During a follow-up period of 4.0 ± 2.3 years, the composite end point of HC-related HF death (n = 4) or heart transplantation (n = 4) or progression to NYHA class III to IV symptoms (n = 11) was reached in 19 patients (7%), but in none of the other 255 study patients. Of the 274 patients, 13 died suddenly (n = 2) or experienced appropriate implantable cardioverter-defibrillator (ICD) interventions for ventricular tachycardia/VF (n = 11).
In univariate analysis, 5 variables were significant with respect to the composite HF end-point: male gender, initial NYHA class II, reduced ejection fraction, reduced e′ septal velocity, and also reduced lateral e′ mitral annular tissue velocity which was significantly lower in patients who reached the composite HF end point ( Tables 2 and 3 ): 9.1 (3.4) cm/s versus 12.7 (4.3) cm/s in patients who did not achieve this end point; p <0.001 ( Figure 1 ; Table 2 ).
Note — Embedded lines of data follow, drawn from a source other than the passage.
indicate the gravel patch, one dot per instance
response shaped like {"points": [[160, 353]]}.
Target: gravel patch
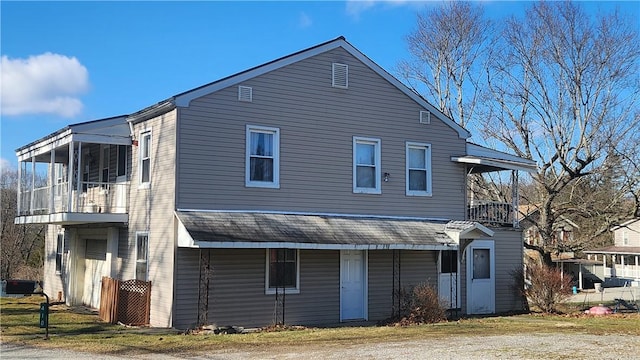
{"points": [[533, 346]]}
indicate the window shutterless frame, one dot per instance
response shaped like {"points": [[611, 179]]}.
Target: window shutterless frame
{"points": [[144, 155], [262, 157], [279, 259], [366, 165], [418, 169], [142, 256]]}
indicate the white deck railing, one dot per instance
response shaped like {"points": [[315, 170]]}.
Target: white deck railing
{"points": [[490, 212], [95, 197]]}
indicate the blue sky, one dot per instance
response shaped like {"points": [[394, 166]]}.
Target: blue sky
{"points": [[69, 62]]}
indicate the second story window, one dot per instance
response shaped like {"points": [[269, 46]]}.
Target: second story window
{"points": [[262, 157], [418, 158], [366, 165], [104, 164], [145, 158]]}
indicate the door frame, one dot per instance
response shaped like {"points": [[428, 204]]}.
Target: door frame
{"points": [[481, 244], [365, 284], [458, 294]]}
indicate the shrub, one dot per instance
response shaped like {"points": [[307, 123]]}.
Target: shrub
{"points": [[420, 304], [545, 287]]}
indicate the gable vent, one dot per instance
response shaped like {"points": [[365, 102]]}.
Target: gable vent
{"points": [[425, 117], [245, 93], [340, 76]]}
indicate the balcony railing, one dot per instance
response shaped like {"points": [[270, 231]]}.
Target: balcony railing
{"points": [[491, 212], [95, 197]]}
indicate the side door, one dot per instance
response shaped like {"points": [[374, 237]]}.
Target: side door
{"points": [[481, 292]]}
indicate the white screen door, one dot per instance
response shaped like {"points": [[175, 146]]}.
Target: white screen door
{"points": [[352, 285], [481, 277]]}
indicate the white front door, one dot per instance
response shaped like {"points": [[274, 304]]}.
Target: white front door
{"points": [[95, 269], [353, 285], [481, 277], [448, 284]]}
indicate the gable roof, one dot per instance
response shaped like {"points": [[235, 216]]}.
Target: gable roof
{"points": [[183, 99]]}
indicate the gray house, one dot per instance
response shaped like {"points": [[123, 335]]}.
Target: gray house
{"points": [[308, 190]]}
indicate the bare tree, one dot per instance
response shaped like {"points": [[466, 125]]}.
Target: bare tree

Furthermore, multivariable regression analysis showed reduced lateral e′ mitral annular tissue velocity to be independently associated with HC-related HF outcome (HR 0.77; 95% CI: 0.65 to 0.91; p = 0.003; Table 3 ).
| DTI Diastolic Function Parameter | HC – HF Death/ Transplant/NYHA Class III/IV (n = 19) | Without HC – HF Death/ Transplant/NYHA Class III/IV (n = 255) | P-Value |
|---|---|---|---|
| E/e′ septal | 10.5 ± 4.8 | 9.6 ± 4.1 | 0.38 |
| E/e′ lateral | 7.9 ± 3.3 | 6.9 ± 3.2 | 0.13 |
| E/e′ (mean of septal and lateral) | 8.3 ± 3.3 | 7.9 ± 3.4 | 0.49 |
| e′ septal (cm/s) | 7.9 ± 3.1 | 9.1 ± 2.9 | 0.044 |
| e′ lateral (cm/s) | 9.1 ± 3.4 | 12.7 ± 4.3 | 0.002 |
| e′ (mean of septal and lateral) (cm/s) | 8.6 ± 3.2 | 10.9 ± 3.3 | 0.007 |
There was no statistically significant difference in septal E/e′ or lateral E/e′ ratios between these 2 groups ( Table 2 ). Also, DTI measures did not differ between patients with or without SD/ICD interventions ( Table 4 ).